High Scores, Record Chases and a Week That Changed How We See the Game
There used to be a number in T20 cricket that felt safe. Post 180 and you had a chance. Cross 200 and you could sleep well. That number does not exist in IPL 2026 anymore.
This past week had eight matches. Some were one-sided. Some were historic. One was a collapse nobody saw coming. But the one thing that ran through almost all of them was the same. Bowlers being made to look ordinary. Big totals being chased down like they were nothing and the growing feeling that the game has quietly crossed a line it cannot come back from.
When Scoring 220 Is Not Enough
The week had a pattern. A team would post what used to be a match-winning total. The other team would chase it and win. Then everyone would move on like nothing happened.
Punjab Kings posted 222 on Tuesday. Rajasthan chased it with four balls to spare. Mumbai Indians scored 243 on Wednesday and lost. Rajasthan posted 225 on Friday and Delhi chased it with seven wickets to spare. These are not low-quality bowling attacks. These are teams with international bowlers who have done this at the highest level. It is just that in 2026 that does not seem to matter as much anymore.
The reason is simple. Batting lineups have become deeper. The Impact Player rule means teams can carry an extra batter without the risk of being short on bowling and players are coming into these games with the mindset that no total is too big. That mindset is contagious. When Rajasthan chased 222 on Tuesday, Delhi believed they could chase 225 on Friday. When SRH chased 243 on Wednesday, everyone else took note.
The One Day Bowlers Won
Thursday was the outlier. Jason Holder took five wickets in Ahmedabad and bowled RCB out for 155. Gujarat chased it with four wickets to spare. It was the kind of match that used to be normal. Now it felt like an event. Even in 26th and 27th, previous week, we saw low scoring matches between CSK-GT, KKR-LSG and DC-RCB. But these have been rare matches rather than the usual number each season.
The next day the run-fest was back.
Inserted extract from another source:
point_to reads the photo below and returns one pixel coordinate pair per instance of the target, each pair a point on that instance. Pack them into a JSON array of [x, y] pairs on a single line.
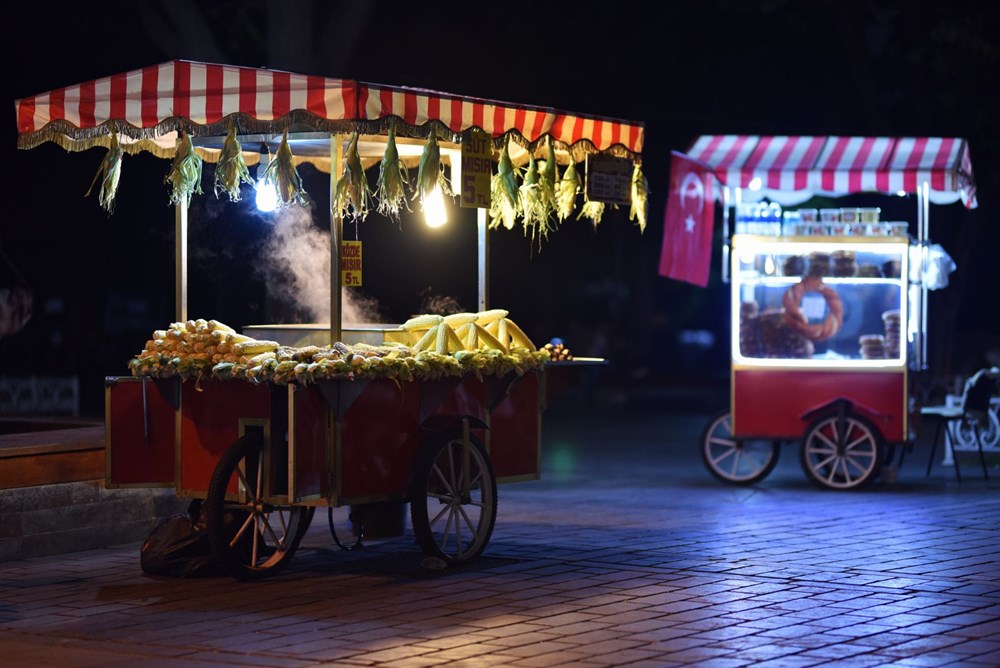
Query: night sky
[[102, 283]]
Friday, Saturday and Sunday all produced comfortable chases. One good day for bowlers in a week of seven matches tells you everything about the balance of the game right now.
Rohit Sharma Comes Back
Monday night in Mumbai had its own story running alongside the big totals. Rohit Sharma had missed five games with a hamstring injury. LSG posted 228. And then Rohit walked out to open with Ryan Rickelton and did what only Rohit can do. He made it look simple.
The two of them put on 143 runs in the opening stand. Rickelton made 83 off 32 balls. Rohit made 84 off 44. MI chased 228 in 18.2 overs to record their highest ever successful chase in IPL history. Three losses in a row forgotten. Rohit back to looking like the best T20 opener in the country. And LSG dropped to their sixth straight loss.
Two stories in one night. One about a team finding themselves again. Another about a team that has completely lost their way.
So What Does This All Mean?
Pat Cummins said something after SRH chased 243 last week that stuck. He said even 12 runs an over feels chaseable now. That you have to reset your expectations as a bowling unit. Hardik Pandya said he would back his bowlers to defend 244. They could not.
These are two of the best cricketers in the world. Both of them essentially saying the same thing. The targets that used to feel safe no longer are.
This is not just about flat pitches or good batting form. It is a shift in how the game is being played. Batters are picking their spots earlier. They are not waiting for the powerplay to end before going hard. They are treating every over like a chance to score 15 or 16. And with the depth that modern IPL lineups carry, there is always someone to come in and continue exactly where the last person left off.
The week ended with MI chasing 229 at Wankhede on a Monday night. Not a weekend. Not a high-profile fixture. Just a regular league game. And it felt like watching the new normal.
In IPL 2026, 200 is not a fortress. Posting it does not win you the game. It just gets you to the starting line.